Northern Cascades, Washington: (3) Mount Index

Publication Year: 1948.

Northern Cascades, Washington: (3) Mount Index. During the first week of October 1947, there occurred a tragic accident which has not yet been fully explained. Two young men named Franklin and Westphal, each 17 years of age and with a minimum of climbing experience, set out on the normal route up this difficult peak. They had no extra food, and they wore light jackets and lightweight cotton shirts. They carried only 25 feet of rope. They have not been seen since. Their jackets were found later at a camp beside a lake. The only other traces were a few scattered orange peels at the bottom of a rock gully leading to some of the most difficult climbing on the established route. Here they must have stopped for lunch. No trace of them has been found elsewhere. Presumably they had not picked the best route. Thick weather blew in on the evening of the day they set out and continued for several days, covering the high country with several feet of snow. Search parties found as much as five feet of snow in a chimney above the orange peels, and the gully was being swept with avalanches. We may never know where they died, even though it is far too obvious why.

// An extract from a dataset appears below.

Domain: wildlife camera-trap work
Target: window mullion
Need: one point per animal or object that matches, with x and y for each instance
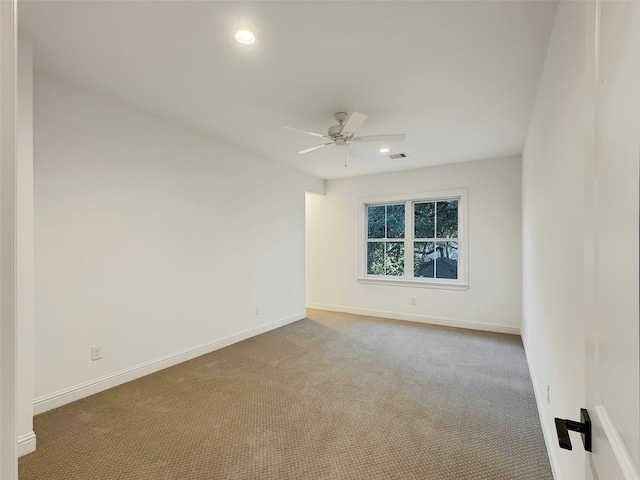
(408, 239)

Sources of information: newspaper accounts and the Mountaineers search personnel.

Analysis. The previous climbing experience of these two boys was limited to an ascent of one of the easier peaks in the Olympic Mountains a few weeks before. Obviously their training was insufficient to justify such a difficult climb. The storm and attendant cold probably caused them to lose their way. It was very cold the following day. Possibly they fell to their deaths; perhaps, by spring, their bodies will be found huddled under some tree where they froze in their cotton shirts. Their failure to appreciate the gravity of mountain climbing was evident in their lack of equipment. Twenty-five feet of rope would be next to useless on an ascent of this type. These boys should have been encouraged to join an established mountaineering club in which they could have learned to climb with judgment and security.